Building Real-Time Voice Agents with Gemini 3.1 Flash Live — Hands-On Impressions

Building Real-Time Voice Agents with Gemini 3.1 Flash Live — Hands-On Impressions

Analyzing Google's Gemini 3.1 Flash Live for building real-time voice and vision agents. Covers API structure, tool calling, 90+ language support, and honest limitations from a developer's perspective.

A new model name appeared in Google AI Studio. gemini-3.1-flash-live-preview. I almost scrolled past it — “another one” — but then I opened the spec sheet and stopped. An audio-in, audio-out model that supports function calling during real-time conversation? Released on March 26, here’s what I found after a day of hands-on testing.

What Changed

Compared to the previous 2.5 Flash Native Audio, there are three key differences.

First, latency dropped noticeably. Google didn’t publish exact numbers, but they described it as having “fewer awkward pauses.” In practice, the perceived delay before response starts is visibly shorter.

Second, conversation context doubled. 131,072 input tokens. Feeding an entire meeting recording and asking questions in real-time is now realistic.

Third, tool calling works during live conversation. It scored 90.8% on ComplexFuncBench Audio. Say “What’s the weather in Seoul today?” and the model calls a function, then returns the result as speech — all within a single stream.

API Structure at a Glance

ItemSpec
Model IDgemini-3.1-flash-live-preview
InputText, images, audio, video
OutputText, audio
Input tokens131,072
Output tokens65,536
Function CallingSupported
ThinkingSupported (minimal/low/medium/high)
Search GroundingSupported
Languages90+

The thinkingLevel parameter is interesting. Set it to minimal for lowest latency, or crank it to high for complex reasoning at the cost of slower responses. Having minimal as the default makes sense for voice agents.

Hands-On Impressions

Enable the Live API in Google AI Studio, connect a microphone, and you can start talking right away. What impressed me most was this: you can prototype a voice agent in a browser with zero infrastructure setup. I tried speaking in Korean and the recognition quality was quite decent. Long sentences occasionally got clipped mid-way, though background noise filtering was noticeably improved from the previous version.

I wired up function calling with a simple weather API. Speak a request, the function fires, and the result comes back as speech. The key is that this entire flow happens within a single WebSocket session without interruption. However, asynchronous function calling isn’t supported yet — if an external API is slow, the user has to endure silence.

Migration Notes from 2.5

If you’re upgrading from 2.5 Flash Native Audio, watch out for a few changes:

  • Update model strings (gemini-3.1-flash-live-preview)
  • New thinking configuration approach (thinkingLevel parameter)
  • Server events may contain multiple content parts — update your parsing logic
  • Async function calling still not supported

Honest Limitations

I’ll be straightforward about what’s missing.

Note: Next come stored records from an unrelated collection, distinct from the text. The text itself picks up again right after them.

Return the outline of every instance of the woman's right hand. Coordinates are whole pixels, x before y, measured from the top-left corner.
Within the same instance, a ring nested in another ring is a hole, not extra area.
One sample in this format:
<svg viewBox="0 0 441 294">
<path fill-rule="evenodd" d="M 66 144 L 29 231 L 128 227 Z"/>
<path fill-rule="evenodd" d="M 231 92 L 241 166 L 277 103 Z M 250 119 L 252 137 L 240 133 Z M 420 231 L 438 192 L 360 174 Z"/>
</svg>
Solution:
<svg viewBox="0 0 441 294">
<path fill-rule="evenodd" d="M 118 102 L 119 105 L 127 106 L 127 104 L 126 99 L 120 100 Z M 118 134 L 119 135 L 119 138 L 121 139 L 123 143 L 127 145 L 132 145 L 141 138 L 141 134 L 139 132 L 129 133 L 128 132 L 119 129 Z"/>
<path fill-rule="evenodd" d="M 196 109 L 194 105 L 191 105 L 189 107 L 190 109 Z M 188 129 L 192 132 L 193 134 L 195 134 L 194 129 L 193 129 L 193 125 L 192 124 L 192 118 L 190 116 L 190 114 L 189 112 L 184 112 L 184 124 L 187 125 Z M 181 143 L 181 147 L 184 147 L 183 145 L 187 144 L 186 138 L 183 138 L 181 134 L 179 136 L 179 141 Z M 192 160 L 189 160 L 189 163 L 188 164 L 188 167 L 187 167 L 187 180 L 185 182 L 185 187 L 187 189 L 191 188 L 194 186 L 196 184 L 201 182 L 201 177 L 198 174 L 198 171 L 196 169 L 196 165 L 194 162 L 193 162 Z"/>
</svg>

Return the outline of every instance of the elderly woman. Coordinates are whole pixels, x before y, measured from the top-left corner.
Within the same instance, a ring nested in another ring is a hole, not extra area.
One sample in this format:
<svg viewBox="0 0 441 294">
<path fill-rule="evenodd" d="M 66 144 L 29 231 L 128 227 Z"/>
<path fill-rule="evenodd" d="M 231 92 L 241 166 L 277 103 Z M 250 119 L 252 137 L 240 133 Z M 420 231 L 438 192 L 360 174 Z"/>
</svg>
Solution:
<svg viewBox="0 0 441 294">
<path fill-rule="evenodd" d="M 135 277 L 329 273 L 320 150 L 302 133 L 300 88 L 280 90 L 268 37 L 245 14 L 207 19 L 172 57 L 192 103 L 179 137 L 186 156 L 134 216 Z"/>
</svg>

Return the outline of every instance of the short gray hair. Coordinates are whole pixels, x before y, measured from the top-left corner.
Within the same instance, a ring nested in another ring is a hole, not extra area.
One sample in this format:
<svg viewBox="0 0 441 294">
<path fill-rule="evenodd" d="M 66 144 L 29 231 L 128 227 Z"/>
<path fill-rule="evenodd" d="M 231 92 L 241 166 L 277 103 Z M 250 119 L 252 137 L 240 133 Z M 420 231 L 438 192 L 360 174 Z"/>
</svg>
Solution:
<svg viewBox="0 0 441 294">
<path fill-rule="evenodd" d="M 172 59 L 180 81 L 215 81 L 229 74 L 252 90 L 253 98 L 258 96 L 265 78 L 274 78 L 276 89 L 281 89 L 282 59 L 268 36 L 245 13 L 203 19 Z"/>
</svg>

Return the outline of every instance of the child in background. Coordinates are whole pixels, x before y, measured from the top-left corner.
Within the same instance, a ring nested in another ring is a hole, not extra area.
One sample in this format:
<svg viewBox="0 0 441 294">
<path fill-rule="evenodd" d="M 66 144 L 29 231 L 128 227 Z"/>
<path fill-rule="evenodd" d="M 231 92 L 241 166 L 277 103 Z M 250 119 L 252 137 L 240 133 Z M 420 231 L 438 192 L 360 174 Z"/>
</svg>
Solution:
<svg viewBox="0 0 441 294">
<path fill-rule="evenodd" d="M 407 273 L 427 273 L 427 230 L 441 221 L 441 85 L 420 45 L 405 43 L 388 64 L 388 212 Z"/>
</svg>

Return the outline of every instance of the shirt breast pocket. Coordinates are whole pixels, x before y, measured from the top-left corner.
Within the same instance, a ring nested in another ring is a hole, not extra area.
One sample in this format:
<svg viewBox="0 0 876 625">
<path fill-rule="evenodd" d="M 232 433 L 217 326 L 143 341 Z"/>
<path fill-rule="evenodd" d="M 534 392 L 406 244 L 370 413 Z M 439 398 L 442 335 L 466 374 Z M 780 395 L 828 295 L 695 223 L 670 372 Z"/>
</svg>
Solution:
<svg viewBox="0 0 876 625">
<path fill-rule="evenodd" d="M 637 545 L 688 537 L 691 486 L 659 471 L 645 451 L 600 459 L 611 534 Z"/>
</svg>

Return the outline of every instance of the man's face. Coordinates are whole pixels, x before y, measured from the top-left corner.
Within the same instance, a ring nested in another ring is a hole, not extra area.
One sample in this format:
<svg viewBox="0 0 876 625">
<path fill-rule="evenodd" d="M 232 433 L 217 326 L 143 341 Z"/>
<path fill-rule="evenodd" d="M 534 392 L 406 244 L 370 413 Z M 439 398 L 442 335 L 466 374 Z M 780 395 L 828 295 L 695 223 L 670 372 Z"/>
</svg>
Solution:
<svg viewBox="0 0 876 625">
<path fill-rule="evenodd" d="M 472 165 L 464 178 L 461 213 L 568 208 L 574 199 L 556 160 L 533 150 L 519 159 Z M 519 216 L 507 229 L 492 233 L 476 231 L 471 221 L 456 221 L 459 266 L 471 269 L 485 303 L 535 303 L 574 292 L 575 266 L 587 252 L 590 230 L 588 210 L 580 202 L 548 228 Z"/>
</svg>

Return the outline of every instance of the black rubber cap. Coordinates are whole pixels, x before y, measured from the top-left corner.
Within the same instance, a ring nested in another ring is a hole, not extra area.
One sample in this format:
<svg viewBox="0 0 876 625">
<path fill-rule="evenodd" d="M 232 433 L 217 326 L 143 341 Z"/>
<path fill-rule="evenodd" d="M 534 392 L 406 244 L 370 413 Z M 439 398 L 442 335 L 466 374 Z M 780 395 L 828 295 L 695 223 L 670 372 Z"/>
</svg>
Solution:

No structured output. Even for voice agents, backends often want JSON. Currently only text + audio output is available, so post-processing is required.

No caching. Real-time conversations tend to repeat similar queries, and without caching, costs pile up. You’d need a custom cache layer in front for production.

Preview instability. Rate limits and pricing remain unclear. It’s too early for production deployment.

Competitive landscape. OpenAI’s Realtime API already offers similar capabilities, and there are rumors that Anthropic is preparing voice interfaces too. There aren’t enough comparative benchmarks to claim Flash Live is definitively the best.

Where Can You Use This

Realistic scenarios for immediate application:

  • Internal voice FAQ bot: Sales team asks product specs by voice, gets instant answers. Wire up internal DB through function calling.
  • Multilingual customer support: With 90+ languages, it’s useful for first-line global support. Quality will vary by language, though.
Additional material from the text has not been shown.